The Dupont murder, ironically in a hospital setting supposedly dedicated to human health and safety, focussed a lot of attention on the overall problem of workplace harassment and violence in Ontario. No doubt it had a lot to do with the provincial government taking action to address the issue as other jurisdictions already had, including Quebec.
Bill 168 is the result. The legislation amends the Occupational Health and Safety Act to require all employers to develop policies and plans to prevent workplace violence, or deal with it effectively long before it escalates to such potentially tragic consequences. The bill was approved by the Ontario legislature and received Royal Assent last year. Its various regulations take effect June 15.
I’m surprised by how little attention Bill 168 got when it was approved, and how little it’s getting even now. The CBC report about the alleged harassment of workers at the municipal work site in Mississauga was an obvious opportunity to highlight the overall problem and the new regulations; but Bill 168 was not even mentioned in the report.
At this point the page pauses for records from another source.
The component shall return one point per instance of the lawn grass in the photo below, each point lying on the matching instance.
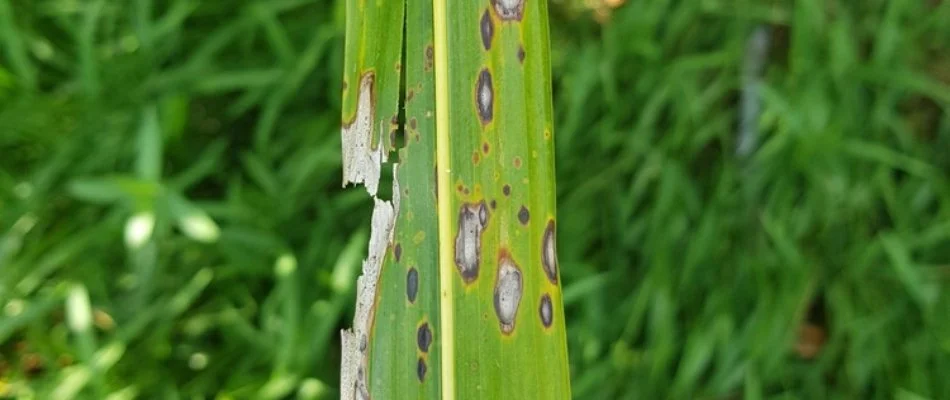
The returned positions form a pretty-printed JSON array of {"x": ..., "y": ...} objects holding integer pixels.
[{"x": 690, "y": 267}]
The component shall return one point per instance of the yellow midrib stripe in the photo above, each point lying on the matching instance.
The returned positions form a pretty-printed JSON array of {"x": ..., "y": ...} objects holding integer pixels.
[{"x": 445, "y": 206}]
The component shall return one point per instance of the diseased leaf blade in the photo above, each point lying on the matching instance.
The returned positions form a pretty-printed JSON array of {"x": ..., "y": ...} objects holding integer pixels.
[
  {"x": 498, "y": 196},
  {"x": 460, "y": 294}
]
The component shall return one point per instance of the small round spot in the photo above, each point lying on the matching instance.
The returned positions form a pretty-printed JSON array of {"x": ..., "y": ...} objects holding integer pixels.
[
  {"x": 412, "y": 284},
  {"x": 424, "y": 337},
  {"x": 508, "y": 288},
  {"x": 484, "y": 96},
  {"x": 509, "y": 10},
  {"x": 421, "y": 369},
  {"x": 549, "y": 252},
  {"x": 523, "y": 215},
  {"x": 546, "y": 311},
  {"x": 488, "y": 30}
]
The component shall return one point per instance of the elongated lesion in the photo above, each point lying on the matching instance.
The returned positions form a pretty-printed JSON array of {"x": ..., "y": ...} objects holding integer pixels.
[
  {"x": 362, "y": 160},
  {"x": 362, "y": 163}
]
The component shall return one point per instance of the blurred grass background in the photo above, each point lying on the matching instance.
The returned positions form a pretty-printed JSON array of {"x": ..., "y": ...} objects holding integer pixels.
[{"x": 754, "y": 198}]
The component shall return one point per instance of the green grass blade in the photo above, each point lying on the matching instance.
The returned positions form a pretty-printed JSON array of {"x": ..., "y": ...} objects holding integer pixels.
[
  {"x": 500, "y": 283},
  {"x": 460, "y": 294}
]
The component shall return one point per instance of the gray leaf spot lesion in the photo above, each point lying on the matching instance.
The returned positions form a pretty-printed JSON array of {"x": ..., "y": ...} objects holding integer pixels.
[
  {"x": 488, "y": 30},
  {"x": 509, "y": 10},
  {"x": 424, "y": 337},
  {"x": 361, "y": 159},
  {"x": 412, "y": 284},
  {"x": 468, "y": 241},
  {"x": 508, "y": 291},
  {"x": 549, "y": 252},
  {"x": 546, "y": 310},
  {"x": 484, "y": 96}
]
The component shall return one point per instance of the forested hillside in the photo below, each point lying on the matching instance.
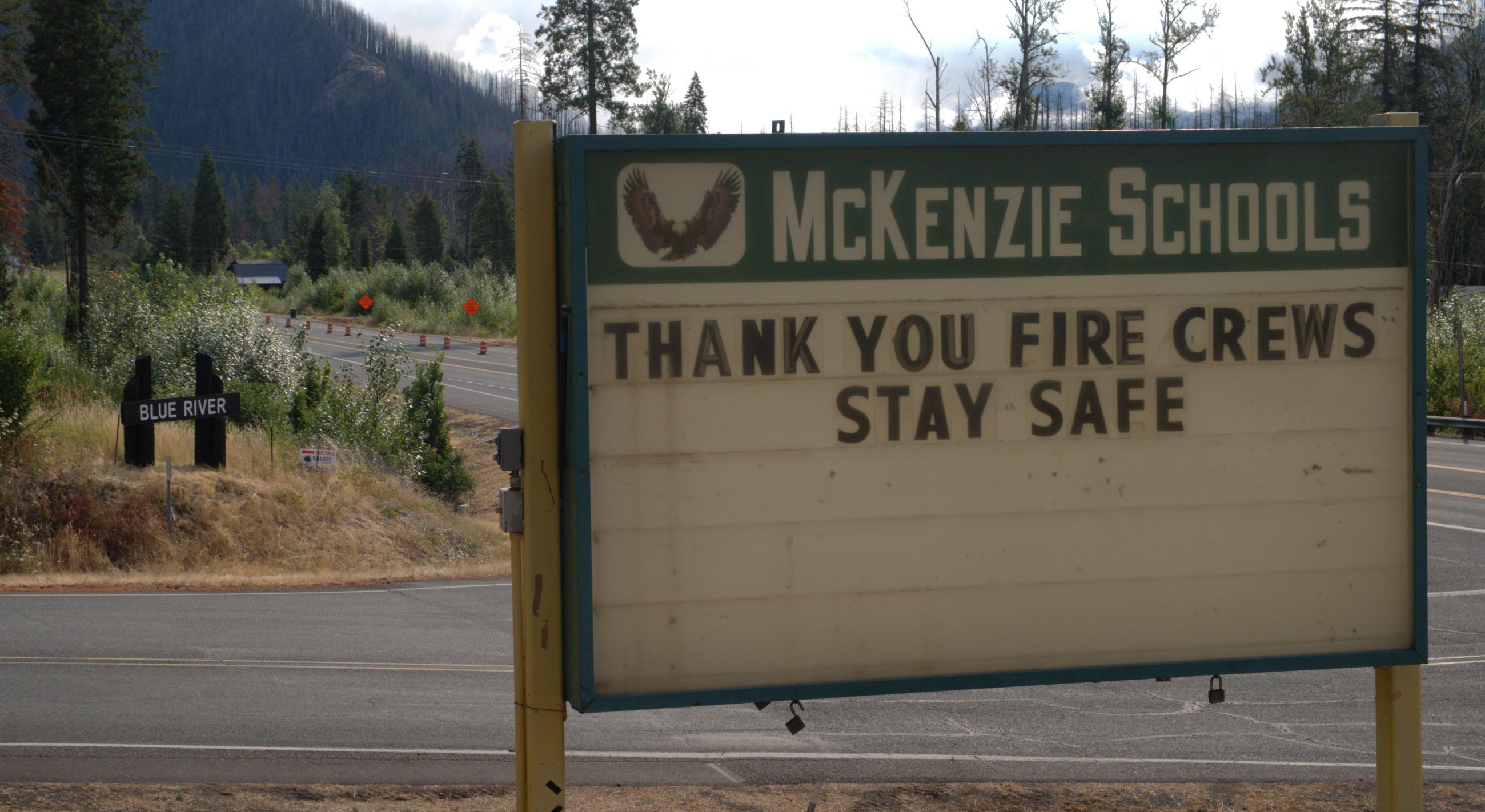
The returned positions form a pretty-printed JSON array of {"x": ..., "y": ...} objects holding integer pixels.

I was alerted to the new regulations by advertisements in this newspaper about a week ago by a private company offering employers ready-made packages of information to help them deal with the new legal requirements.
I venture to say most employers won’t know much, if anything, at this point about the ramifications for them of Bill 168. There’s quite a bit of information on the Ministry of Labour’s website, at http://www.labour.gov.on.ca.Go to the website and do a search for Bill 168. One of the most important things you’ll find is a guidebook designed to help employers set up their new anti-harassment regimes.
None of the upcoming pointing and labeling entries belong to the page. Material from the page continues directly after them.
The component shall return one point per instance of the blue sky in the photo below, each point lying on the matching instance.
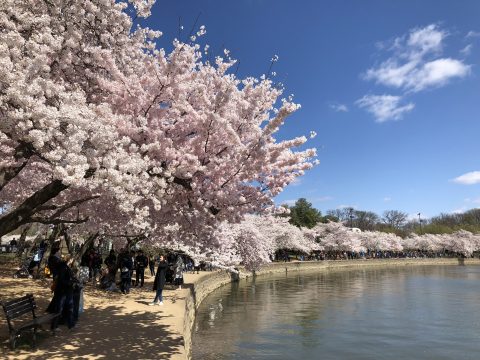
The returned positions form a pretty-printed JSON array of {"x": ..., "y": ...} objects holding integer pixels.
[{"x": 391, "y": 88}]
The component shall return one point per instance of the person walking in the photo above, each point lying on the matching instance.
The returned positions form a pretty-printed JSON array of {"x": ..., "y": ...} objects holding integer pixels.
[
  {"x": 126, "y": 265},
  {"x": 151, "y": 265},
  {"x": 62, "y": 301},
  {"x": 111, "y": 262},
  {"x": 179, "y": 272},
  {"x": 159, "y": 282},
  {"x": 140, "y": 263}
]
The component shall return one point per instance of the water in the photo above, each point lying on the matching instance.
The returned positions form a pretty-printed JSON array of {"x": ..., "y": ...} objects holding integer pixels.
[{"x": 428, "y": 312}]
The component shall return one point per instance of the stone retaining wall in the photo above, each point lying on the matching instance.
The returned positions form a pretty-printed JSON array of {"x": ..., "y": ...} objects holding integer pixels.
[{"x": 217, "y": 279}]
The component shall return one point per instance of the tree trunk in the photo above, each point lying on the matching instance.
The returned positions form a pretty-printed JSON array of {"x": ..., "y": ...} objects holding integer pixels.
[
  {"x": 84, "y": 247},
  {"x": 22, "y": 214}
]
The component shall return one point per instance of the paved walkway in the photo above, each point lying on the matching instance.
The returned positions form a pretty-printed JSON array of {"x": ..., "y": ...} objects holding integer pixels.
[{"x": 112, "y": 326}]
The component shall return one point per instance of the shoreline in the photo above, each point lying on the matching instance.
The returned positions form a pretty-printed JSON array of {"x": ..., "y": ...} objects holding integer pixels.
[
  {"x": 114, "y": 325},
  {"x": 208, "y": 283}
]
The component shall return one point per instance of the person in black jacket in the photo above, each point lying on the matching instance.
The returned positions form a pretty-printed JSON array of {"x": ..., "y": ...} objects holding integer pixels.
[
  {"x": 111, "y": 262},
  {"x": 159, "y": 282},
  {"x": 62, "y": 302},
  {"x": 141, "y": 262},
  {"x": 125, "y": 264}
]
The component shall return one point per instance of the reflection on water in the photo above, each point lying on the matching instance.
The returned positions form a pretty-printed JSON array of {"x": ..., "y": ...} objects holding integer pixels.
[{"x": 430, "y": 312}]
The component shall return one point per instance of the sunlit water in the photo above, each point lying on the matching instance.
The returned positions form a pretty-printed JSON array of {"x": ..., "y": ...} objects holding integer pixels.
[{"x": 428, "y": 312}]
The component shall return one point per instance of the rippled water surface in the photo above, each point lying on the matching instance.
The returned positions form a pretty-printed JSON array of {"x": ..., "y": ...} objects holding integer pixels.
[{"x": 428, "y": 312}]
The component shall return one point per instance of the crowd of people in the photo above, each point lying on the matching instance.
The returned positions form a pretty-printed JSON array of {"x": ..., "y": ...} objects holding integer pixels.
[
  {"x": 118, "y": 271},
  {"x": 283, "y": 255}
]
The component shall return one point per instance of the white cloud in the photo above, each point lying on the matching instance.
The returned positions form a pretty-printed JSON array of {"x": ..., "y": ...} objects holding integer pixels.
[
  {"x": 296, "y": 182},
  {"x": 467, "y": 50},
  {"x": 339, "y": 107},
  {"x": 347, "y": 206},
  {"x": 415, "y": 64},
  {"x": 323, "y": 199},
  {"x": 469, "y": 178},
  {"x": 473, "y": 34},
  {"x": 384, "y": 107},
  {"x": 472, "y": 201}
]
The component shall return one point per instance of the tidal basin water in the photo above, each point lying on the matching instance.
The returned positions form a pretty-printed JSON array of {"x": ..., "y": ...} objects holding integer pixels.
[{"x": 427, "y": 312}]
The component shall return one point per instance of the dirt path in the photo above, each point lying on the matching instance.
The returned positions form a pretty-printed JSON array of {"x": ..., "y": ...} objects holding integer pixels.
[{"x": 112, "y": 326}]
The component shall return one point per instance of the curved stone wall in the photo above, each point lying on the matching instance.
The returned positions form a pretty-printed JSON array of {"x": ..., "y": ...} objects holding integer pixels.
[{"x": 216, "y": 279}]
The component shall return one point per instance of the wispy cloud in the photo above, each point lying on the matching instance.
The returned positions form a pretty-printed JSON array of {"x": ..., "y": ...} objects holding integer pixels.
[
  {"x": 469, "y": 178},
  {"x": 339, "y": 107},
  {"x": 473, "y": 34},
  {"x": 323, "y": 199},
  {"x": 384, "y": 107},
  {"x": 415, "y": 64},
  {"x": 347, "y": 206},
  {"x": 467, "y": 50},
  {"x": 296, "y": 182},
  {"x": 472, "y": 201}
]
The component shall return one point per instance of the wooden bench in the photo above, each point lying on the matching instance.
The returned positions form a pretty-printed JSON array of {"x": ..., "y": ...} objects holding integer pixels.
[{"x": 18, "y": 322}]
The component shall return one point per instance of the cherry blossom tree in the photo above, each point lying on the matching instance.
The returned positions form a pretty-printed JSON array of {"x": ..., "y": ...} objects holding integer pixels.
[{"x": 93, "y": 109}]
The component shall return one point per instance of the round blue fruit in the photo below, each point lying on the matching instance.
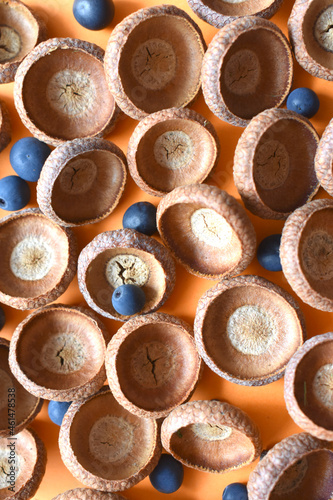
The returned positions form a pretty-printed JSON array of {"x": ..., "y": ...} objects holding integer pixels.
[
  {"x": 304, "y": 101},
  {"x": 168, "y": 475},
  {"x": 268, "y": 253},
  {"x": 142, "y": 217},
  {"x": 28, "y": 156},
  {"x": 93, "y": 14}
]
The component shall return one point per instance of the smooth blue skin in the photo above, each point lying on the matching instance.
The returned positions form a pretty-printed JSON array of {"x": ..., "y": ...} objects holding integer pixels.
[
  {"x": 14, "y": 193},
  {"x": 268, "y": 253},
  {"x": 93, "y": 14},
  {"x": 304, "y": 101},
  {"x": 168, "y": 475},
  {"x": 141, "y": 216}
]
“The policy should be a high-level statement of the commitment of senior management to protect workers from workplace harassment and to investigate and deal with any incidents. The policy should address all sources of harassment in the workplace, from strangers, clients, customers, patients, students, workers, supervisors, intimate partners, or family members,” says a key statement in the guidebook.
Workplace harassment and violence is a huge and very costly problem. It should not be taken lightly. The more everyone in every workplace knows about it the better.